The use of transforms in data compression algorithms is at least 40 years old. The goal of this three-part series of posts is to provide the mathematical background necessary for understanding transforms and to explain why they are a valuable part of many compression algorithms.

I’m focusing on video since that’s my particular interest. Part 1 reviewed vectors, the dot product and orthonormal bases. Part 2 (this post) will introduce the use of matrices for describing both one and two-dimensional transforms. Finally, Part 3 gives an example and explain intuitively why transforms are a valuable part of video compression algorithms.
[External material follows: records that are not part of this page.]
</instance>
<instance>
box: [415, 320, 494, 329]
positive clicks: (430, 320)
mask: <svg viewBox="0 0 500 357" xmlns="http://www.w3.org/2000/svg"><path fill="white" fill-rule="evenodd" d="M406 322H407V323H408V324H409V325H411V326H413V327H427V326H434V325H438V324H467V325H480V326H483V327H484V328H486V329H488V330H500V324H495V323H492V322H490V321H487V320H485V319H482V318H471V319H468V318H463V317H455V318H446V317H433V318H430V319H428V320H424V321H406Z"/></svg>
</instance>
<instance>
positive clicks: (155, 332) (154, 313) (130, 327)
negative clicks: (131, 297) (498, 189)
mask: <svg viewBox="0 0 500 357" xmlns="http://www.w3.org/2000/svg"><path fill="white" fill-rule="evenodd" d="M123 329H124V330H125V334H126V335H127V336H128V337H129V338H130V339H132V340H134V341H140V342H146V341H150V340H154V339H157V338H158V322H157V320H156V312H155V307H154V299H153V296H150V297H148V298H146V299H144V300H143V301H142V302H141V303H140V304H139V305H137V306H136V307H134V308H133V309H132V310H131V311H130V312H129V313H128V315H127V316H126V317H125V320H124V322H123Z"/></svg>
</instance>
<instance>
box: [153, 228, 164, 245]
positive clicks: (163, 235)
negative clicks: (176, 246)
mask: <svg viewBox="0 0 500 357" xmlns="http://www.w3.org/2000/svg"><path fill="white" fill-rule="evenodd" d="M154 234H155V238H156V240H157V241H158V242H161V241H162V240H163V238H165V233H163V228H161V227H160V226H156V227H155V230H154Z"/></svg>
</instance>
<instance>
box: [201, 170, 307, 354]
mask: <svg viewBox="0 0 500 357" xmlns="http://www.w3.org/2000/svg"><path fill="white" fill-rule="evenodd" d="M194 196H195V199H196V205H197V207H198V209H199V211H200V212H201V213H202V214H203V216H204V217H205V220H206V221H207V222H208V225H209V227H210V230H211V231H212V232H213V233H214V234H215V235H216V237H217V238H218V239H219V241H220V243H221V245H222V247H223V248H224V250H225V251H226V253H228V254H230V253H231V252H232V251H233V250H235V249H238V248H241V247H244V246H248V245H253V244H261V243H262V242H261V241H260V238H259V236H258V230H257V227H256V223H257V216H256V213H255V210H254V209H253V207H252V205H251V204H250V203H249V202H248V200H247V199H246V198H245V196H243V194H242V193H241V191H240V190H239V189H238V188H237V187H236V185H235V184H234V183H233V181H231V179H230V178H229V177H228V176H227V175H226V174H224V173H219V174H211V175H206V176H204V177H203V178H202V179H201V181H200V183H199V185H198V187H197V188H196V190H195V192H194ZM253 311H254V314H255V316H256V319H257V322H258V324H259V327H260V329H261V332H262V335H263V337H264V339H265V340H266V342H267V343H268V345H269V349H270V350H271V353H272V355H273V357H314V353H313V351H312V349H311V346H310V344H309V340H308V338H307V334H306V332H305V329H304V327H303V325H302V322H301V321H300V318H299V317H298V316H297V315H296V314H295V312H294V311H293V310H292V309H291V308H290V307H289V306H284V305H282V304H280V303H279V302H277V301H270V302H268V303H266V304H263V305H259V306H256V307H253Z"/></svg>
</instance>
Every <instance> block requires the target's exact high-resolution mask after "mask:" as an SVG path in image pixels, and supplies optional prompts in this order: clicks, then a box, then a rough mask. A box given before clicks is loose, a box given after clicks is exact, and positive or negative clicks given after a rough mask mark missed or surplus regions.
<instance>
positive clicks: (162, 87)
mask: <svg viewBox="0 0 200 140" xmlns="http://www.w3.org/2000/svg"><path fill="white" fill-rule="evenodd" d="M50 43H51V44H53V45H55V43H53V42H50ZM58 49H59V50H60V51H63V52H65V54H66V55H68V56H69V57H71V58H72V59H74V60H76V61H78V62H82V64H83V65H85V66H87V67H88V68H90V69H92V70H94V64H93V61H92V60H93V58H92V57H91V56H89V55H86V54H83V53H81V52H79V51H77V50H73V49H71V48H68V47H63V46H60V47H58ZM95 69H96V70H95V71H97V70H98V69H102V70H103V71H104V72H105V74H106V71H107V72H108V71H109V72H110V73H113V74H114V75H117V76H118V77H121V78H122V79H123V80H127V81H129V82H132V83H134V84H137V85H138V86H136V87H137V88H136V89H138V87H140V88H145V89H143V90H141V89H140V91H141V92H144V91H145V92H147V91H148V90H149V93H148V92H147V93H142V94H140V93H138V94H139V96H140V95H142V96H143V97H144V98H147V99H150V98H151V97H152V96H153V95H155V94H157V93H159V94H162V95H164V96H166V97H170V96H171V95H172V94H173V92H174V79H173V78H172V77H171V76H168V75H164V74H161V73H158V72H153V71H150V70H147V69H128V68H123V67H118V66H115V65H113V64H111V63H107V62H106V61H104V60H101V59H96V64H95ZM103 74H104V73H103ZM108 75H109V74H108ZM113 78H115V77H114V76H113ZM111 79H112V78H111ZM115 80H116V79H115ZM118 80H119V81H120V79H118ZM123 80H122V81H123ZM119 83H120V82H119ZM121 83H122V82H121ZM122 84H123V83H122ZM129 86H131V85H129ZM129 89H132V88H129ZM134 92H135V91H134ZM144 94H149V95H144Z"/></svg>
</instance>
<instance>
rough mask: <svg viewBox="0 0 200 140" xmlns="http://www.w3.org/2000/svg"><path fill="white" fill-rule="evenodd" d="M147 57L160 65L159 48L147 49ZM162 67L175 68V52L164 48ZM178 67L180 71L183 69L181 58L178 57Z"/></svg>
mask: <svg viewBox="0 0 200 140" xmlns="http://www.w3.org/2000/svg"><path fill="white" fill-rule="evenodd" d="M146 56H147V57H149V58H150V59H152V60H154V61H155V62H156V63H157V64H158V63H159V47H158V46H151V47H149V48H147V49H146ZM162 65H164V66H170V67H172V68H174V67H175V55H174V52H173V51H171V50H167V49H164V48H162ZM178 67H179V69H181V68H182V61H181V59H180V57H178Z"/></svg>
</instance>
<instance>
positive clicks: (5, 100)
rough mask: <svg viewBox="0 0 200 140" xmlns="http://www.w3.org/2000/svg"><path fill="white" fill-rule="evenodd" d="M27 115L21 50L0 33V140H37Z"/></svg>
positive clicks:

The view of transforms introduced in Part 1 can be efficiently expressed using matrix notation. I will assume that readers are familiar with three concepts from matrix algebra: matrix multiplication, the matrix transpose and the inverse of a matrix.

Consider an arbitrary set of n orthonormal unit vectors. As discussed in Part 1, these vectors define a transform (see eq. 1 in Part 1). Eq. 1 can be compactly written in matrix form as

\underline{y}=A\underline{x}

where A is the matrix that has as its rows the orthonormal basis vectors that define our transform (recall that the superscript T means we write the vector as a row):

A=\begin{pmatrix} \underline{u}_{0}^{T} \\ \underline{u}_{1}^{T} \\ \underline{u}_{1}^{T} \\ \underline{u}_{2}^{T} \\ \vdots \\ \underline{u}_{n-1}^{T}\end{pmatrix}

We see immediately from the rule of matrix multiplication that

y_0=\underline{u_0}\cdot \underline{x};y_1=\underline{u_1}\cdot \underline{x};...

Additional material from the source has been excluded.